Lafeber war Anstreicher und lebte mit seiner Frau zusammen Immigje Kiers in einem kleinen Haus in der Schutstraat 155 in Hoogeveen. Ab Kriegsausbruch war das Ehepaar im Widerstand aktiv.
Während der Mobilmachung war Lafeber für die Luftverteidigung tätig und während des Krieges half er Flüchtlingen, Unterschlupf zu finden. Der Student Wim Dekker aus Warmond versteckte sich drei Jahre lang in ihrem Haus. Lafeber versteckte das Radio vor dem städtischen Empfänger und dort hörte er und auch der Hausarzt Piet Kooiman und Wim Dekker zum BBC. Sie beschlossen, die Nachrichten abzutippen und als illegale Zeitschrift in einer Auflage für hundert Adressen zu verteilen.
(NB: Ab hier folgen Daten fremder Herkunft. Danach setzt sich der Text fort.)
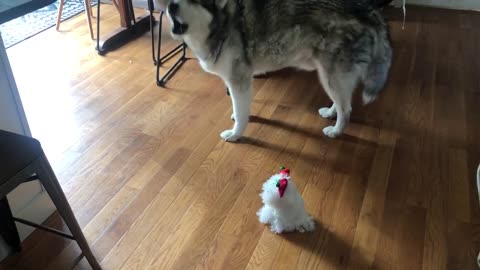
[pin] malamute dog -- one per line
(344, 41)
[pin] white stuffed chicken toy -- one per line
(283, 205)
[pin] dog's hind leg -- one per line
(241, 95)
(339, 86)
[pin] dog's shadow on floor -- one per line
(305, 132)
(312, 158)
(324, 245)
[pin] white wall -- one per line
(28, 201)
(453, 4)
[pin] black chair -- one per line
(157, 59)
(22, 160)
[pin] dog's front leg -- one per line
(241, 94)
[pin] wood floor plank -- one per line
(203, 172)
(154, 186)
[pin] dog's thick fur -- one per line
(236, 39)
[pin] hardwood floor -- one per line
(154, 187)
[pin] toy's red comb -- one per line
(284, 170)
(282, 186)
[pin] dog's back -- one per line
(290, 33)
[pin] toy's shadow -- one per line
(323, 245)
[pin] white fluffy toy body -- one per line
(283, 207)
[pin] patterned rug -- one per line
(38, 21)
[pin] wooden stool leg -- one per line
(59, 16)
(8, 230)
(88, 10)
(50, 183)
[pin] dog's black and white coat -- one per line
(345, 41)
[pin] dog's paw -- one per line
(327, 113)
(332, 132)
(230, 136)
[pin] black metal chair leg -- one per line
(50, 183)
(8, 230)
(152, 25)
(161, 81)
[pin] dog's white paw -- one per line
(230, 136)
(332, 132)
(327, 113)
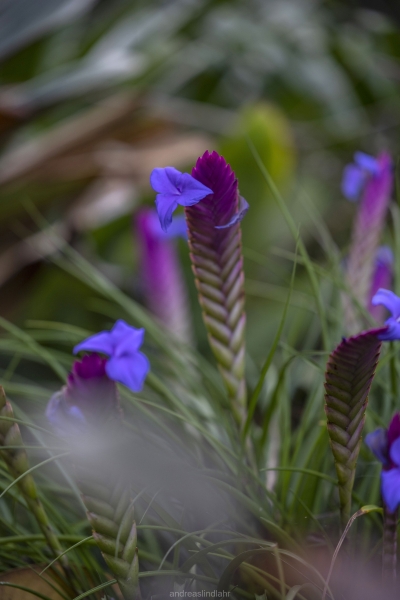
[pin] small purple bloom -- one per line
(88, 399)
(385, 444)
(126, 364)
(392, 303)
(382, 278)
(175, 188)
(355, 175)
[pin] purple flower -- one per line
(385, 444)
(382, 278)
(355, 175)
(126, 364)
(89, 397)
(175, 188)
(217, 263)
(367, 231)
(392, 303)
(161, 278)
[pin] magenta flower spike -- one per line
(385, 444)
(372, 179)
(382, 278)
(348, 378)
(213, 210)
(87, 410)
(87, 401)
(160, 272)
(217, 262)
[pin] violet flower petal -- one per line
(394, 429)
(122, 332)
(395, 452)
(353, 181)
(390, 487)
(243, 207)
(131, 370)
(367, 162)
(166, 181)
(165, 206)
(377, 442)
(173, 188)
(100, 342)
(389, 300)
(192, 191)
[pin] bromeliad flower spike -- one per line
(175, 188)
(349, 374)
(126, 363)
(371, 180)
(217, 263)
(213, 210)
(86, 412)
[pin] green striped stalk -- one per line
(217, 264)
(348, 378)
(17, 463)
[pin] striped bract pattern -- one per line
(348, 378)
(217, 264)
(367, 232)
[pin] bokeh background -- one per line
(96, 93)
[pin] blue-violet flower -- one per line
(175, 188)
(385, 444)
(126, 364)
(161, 276)
(392, 303)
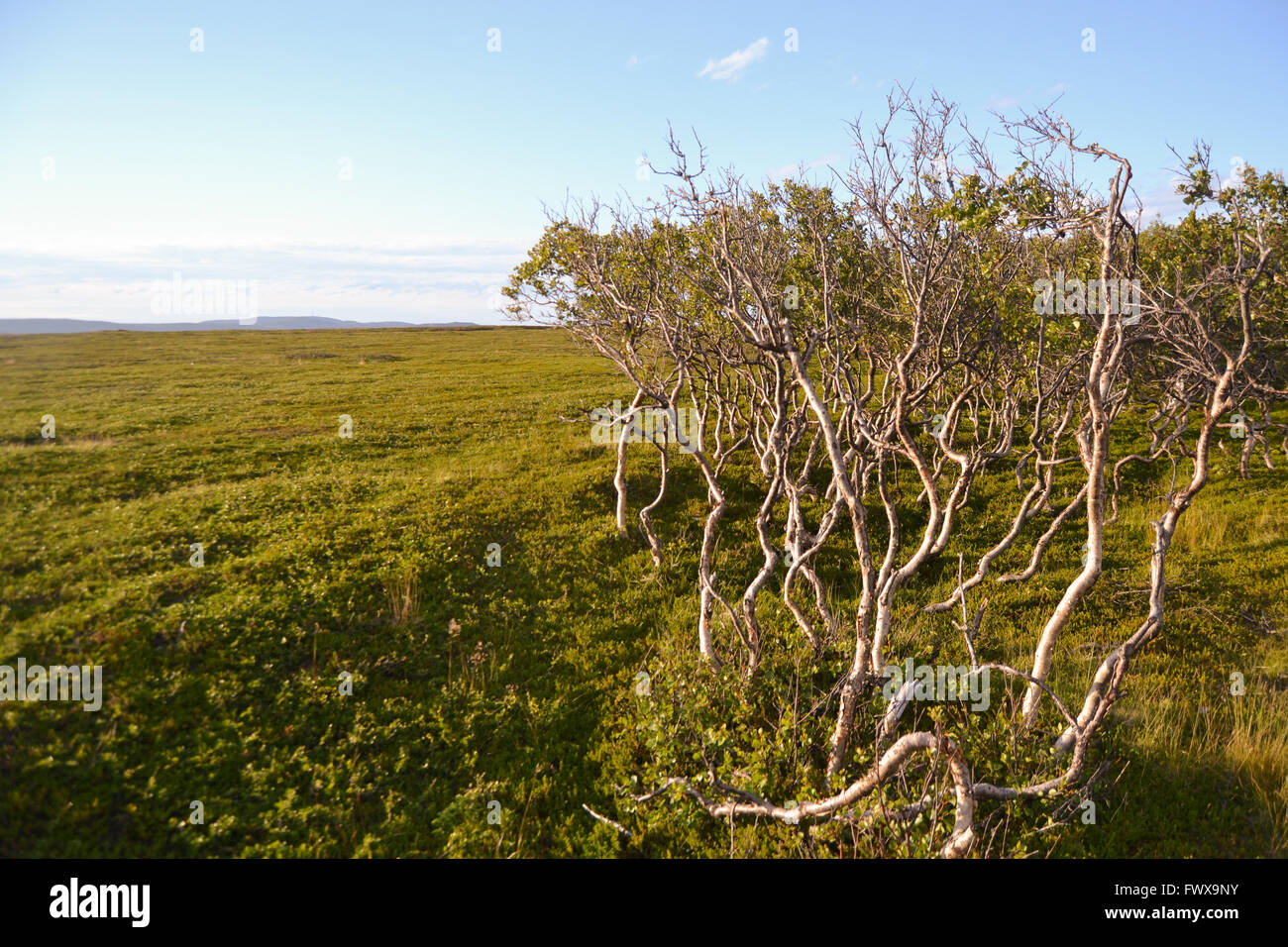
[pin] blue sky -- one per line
(125, 155)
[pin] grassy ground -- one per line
(510, 690)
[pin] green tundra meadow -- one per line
(496, 688)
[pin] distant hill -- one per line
(38, 326)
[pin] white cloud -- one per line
(733, 64)
(406, 277)
(799, 169)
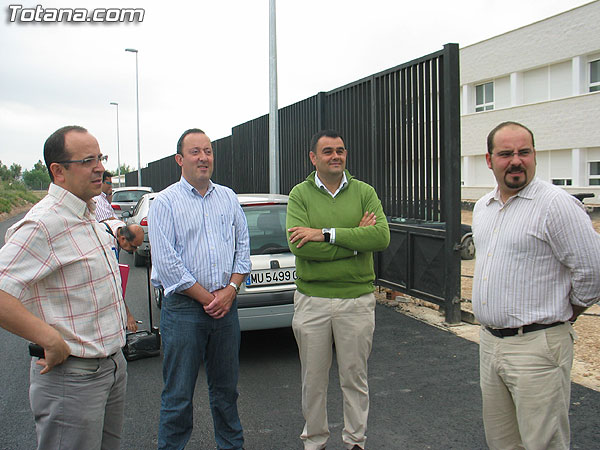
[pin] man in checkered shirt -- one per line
(60, 288)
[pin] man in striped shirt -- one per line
(60, 288)
(537, 269)
(201, 255)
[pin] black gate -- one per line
(418, 131)
(402, 131)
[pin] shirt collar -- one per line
(80, 208)
(188, 187)
(322, 186)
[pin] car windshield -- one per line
(128, 196)
(266, 224)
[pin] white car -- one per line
(125, 198)
(266, 299)
(139, 216)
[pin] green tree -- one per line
(15, 171)
(125, 168)
(37, 178)
(11, 174)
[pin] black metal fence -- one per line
(402, 131)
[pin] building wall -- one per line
(540, 75)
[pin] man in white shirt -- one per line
(103, 209)
(537, 269)
(60, 287)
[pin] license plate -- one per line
(270, 277)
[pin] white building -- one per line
(547, 76)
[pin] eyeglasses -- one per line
(92, 161)
(507, 154)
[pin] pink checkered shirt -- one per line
(103, 209)
(57, 261)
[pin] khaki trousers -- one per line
(317, 324)
(79, 404)
(526, 388)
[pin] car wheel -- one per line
(158, 295)
(467, 248)
(139, 260)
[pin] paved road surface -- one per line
(423, 381)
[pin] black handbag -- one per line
(145, 343)
(142, 344)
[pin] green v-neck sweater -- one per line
(343, 269)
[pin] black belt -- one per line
(504, 332)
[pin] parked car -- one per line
(266, 299)
(467, 245)
(139, 216)
(125, 198)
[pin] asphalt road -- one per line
(423, 382)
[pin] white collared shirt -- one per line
(536, 255)
(58, 262)
(342, 185)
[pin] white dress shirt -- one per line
(536, 255)
(197, 238)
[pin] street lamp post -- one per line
(118, 150)
(137, 103)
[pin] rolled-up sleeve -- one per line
(577, 245)
(241, 259)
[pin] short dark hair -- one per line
(318, 135)
(126, 233)
(185, 133)
(492, 134)
(54, 148)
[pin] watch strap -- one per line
(235, 286)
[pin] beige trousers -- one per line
(319, 323)
(526, 388)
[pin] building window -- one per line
(562, 181)
(595, 76)
(594, 179)
(484, 97)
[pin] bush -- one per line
(14, 194)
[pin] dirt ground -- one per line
(586, 364)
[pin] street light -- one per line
(137, 103)
(118, 151)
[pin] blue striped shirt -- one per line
(197, 238)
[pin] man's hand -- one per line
(55, 354)
(305, 235)
(222, 302)
(368, 219)
(577, 311)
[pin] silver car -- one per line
(125, 198)
(266, 299)
(139, 216)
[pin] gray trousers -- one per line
(79, 404)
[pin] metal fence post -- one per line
(451, 183)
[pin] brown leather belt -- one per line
(504, 332)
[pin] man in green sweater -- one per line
(335, 223)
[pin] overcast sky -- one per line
(205, 63)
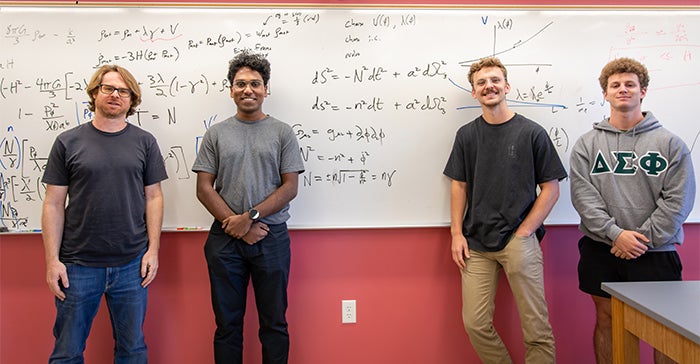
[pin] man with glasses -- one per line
(105, 241)
(247, 174)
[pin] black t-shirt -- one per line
(106, 174)
(502, 166)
Seine Frau und ihr 12-jähriger Sohn Leendert Lafeber junior lieferten die Post in Girokuverts aus. Widerstandskämpfer Jan de Jonge lieferte dünnes Papier und Kohlepapier und Kooiman hatte eine große Remington Schreibmaschine zur Verfügung gestellt.
Ihr Haus wurde auch zu einem Transitversteck. Oberschwester kam aus dem Krankenhaus Tinie Zijlstraße mit Menschen, die für ein paar Tage Schutz brauchten. Es waren jüdische und nichtjüdische Untergetauchte und von den Deutschen gesuchte Widerstandskämpfer. Im 1942 Mit ihnen tauchte lange Zeit das jüdische Ehepaar Frits und Lida van Buuren aus Haarlem unter. Piet Kooiman fragte sie, ob sie dies tun wollten.
Der Kartoffelkeller von Lafebers Haus war auch ein Lagerort für große Mengen gestohlener Verteilungsscheine, die von den Knokploegen van Meppel und Hoogeveen oder dem Duo Nico-Victor begangen wurden. Lafeber kümmerte sich auch um die Verteilung auf die vielen Verstecke. Das Haus wurde auch vom Widerstand zur Zwischenlagerung von Waffen genutzt. Das Haus wurde damit zu einer bekannten Schlüsseladresse für das Illegalitätsnetzwerk von Meppel und Hoogeveen.
Da Lafeber ein bescheidener Mann war, der nicht gerne angeben wollte, was er getan hatte, schwieg er nach dem Krieg noch Jahre über seine Arbeit. Er hat es gerade bekommen Bernhards Pin nach dem Krieg, wollte dies aber nie in der Öffentlichkeit tragen. Erst Jahre später, auf 27. Februar1996 folgte der internationalen Anerkennung für die vielen Aktivitäten von Leendert und seiner Frau, als beide posthum den Staat Israel verließen Yad Vashem-Preis für ihre Arbeit erhielten und ihre Kinder erhielten es in Israel.